Esta enigmática dedicatoria apareció tatuada en el brazo del cuerpo de Delos Louros,  el genio del jazz un 14 de agosto de un año indeterminado. Se había instalado en Reeks St, allí donde creyó podría hacer carrera, no tanto porque otros la hubieran hecho antes, sino porque según se dice allí vivía ella, en el 39.

Nunca se sabe donde reside el momento, donde habita, donde hunde sus raíces hasta el mismo tuétano. Luego vino lo malo. La verdad que se esconde bajo el manto de la suposición, de la suspicacia y del arrepentimiento con el que se dice crece la planta sin flor. Nada había cambiado pero donde no hubo cambio todo cambió. Pensaba que podría convencer, convencer al menos de la convicción que él tenía de la verdad que a ella siempre le había parecido esquiva. Vivía y moría por ella. Suele darse así. Suele ser así,  pero hay verdades que no se compran porque quien debe recibirlas trata de no creerlas siquiera por un deseo atávico de no hacerlo. Cuando no creemos, no vemos. Lo otro es la fe.
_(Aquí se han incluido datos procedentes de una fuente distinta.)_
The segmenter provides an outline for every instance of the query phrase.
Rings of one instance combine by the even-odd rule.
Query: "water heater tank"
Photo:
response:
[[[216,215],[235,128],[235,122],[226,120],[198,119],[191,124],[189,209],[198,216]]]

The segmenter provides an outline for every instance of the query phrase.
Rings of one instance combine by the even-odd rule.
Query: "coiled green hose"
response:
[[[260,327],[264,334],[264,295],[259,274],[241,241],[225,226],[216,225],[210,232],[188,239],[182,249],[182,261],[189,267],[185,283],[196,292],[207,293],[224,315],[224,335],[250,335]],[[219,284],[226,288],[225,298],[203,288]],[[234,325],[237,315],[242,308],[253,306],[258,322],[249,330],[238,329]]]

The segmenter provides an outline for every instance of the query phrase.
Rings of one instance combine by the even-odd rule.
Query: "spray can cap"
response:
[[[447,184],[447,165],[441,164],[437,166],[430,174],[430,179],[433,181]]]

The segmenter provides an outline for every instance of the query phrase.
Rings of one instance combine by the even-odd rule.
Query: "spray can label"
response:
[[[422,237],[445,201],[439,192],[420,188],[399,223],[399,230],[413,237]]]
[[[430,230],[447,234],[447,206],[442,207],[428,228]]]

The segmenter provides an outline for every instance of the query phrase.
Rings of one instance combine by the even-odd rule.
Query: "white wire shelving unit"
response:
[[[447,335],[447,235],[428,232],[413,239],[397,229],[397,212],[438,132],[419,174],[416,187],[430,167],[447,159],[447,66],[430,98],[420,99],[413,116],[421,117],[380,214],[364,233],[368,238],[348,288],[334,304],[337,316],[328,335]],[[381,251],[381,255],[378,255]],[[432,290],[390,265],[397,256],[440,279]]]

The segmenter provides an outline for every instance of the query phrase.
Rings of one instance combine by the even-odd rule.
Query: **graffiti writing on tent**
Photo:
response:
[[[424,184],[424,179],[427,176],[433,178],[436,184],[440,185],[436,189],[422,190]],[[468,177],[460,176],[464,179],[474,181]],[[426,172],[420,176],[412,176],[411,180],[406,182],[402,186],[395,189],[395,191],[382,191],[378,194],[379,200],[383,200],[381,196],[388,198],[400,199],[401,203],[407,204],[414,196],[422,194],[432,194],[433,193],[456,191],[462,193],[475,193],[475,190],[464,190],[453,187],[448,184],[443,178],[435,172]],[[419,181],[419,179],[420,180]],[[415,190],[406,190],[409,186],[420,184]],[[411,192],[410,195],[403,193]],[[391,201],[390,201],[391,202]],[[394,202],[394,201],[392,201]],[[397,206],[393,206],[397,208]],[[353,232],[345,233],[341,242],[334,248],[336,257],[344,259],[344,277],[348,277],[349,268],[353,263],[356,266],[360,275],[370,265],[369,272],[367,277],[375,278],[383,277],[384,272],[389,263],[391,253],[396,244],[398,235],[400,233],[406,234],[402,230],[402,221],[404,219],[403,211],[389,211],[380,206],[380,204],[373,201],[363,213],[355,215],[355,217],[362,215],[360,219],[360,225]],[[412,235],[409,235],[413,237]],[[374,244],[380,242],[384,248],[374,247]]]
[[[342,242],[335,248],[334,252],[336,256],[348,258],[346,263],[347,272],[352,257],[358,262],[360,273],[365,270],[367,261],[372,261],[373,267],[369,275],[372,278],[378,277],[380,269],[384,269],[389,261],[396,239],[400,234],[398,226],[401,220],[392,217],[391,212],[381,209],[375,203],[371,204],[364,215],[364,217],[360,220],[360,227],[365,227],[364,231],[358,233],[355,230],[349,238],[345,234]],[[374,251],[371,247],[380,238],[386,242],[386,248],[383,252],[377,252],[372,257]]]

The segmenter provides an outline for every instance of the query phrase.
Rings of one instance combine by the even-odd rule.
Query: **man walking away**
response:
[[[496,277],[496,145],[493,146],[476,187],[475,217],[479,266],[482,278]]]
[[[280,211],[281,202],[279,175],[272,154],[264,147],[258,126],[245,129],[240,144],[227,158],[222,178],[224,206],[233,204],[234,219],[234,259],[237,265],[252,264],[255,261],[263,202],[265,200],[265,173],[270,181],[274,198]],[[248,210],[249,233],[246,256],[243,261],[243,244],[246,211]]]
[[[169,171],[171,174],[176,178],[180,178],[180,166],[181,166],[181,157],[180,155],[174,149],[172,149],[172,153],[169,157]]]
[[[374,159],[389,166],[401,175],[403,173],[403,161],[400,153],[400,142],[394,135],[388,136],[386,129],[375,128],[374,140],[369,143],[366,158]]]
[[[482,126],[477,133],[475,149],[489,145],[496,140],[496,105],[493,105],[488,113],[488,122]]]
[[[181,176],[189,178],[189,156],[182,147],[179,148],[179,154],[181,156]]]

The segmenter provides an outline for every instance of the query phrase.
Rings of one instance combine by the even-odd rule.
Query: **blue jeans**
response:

Lo recordó todo, su risa contagiosa, la verdad de sus ojos, su humor y esa gracia natural con la que lo adornaba todo, esa luz como de otro mundo que llenaba la estancia con un aura única jamás vista antes, esa esencia que no todos percibían, y muy a menudo solo percibía él. Todo lo veía a diario y en sus días pedía, a esa fuerza superior a la que le habían enseñado a llamar Dios, no perderla. Y esperó.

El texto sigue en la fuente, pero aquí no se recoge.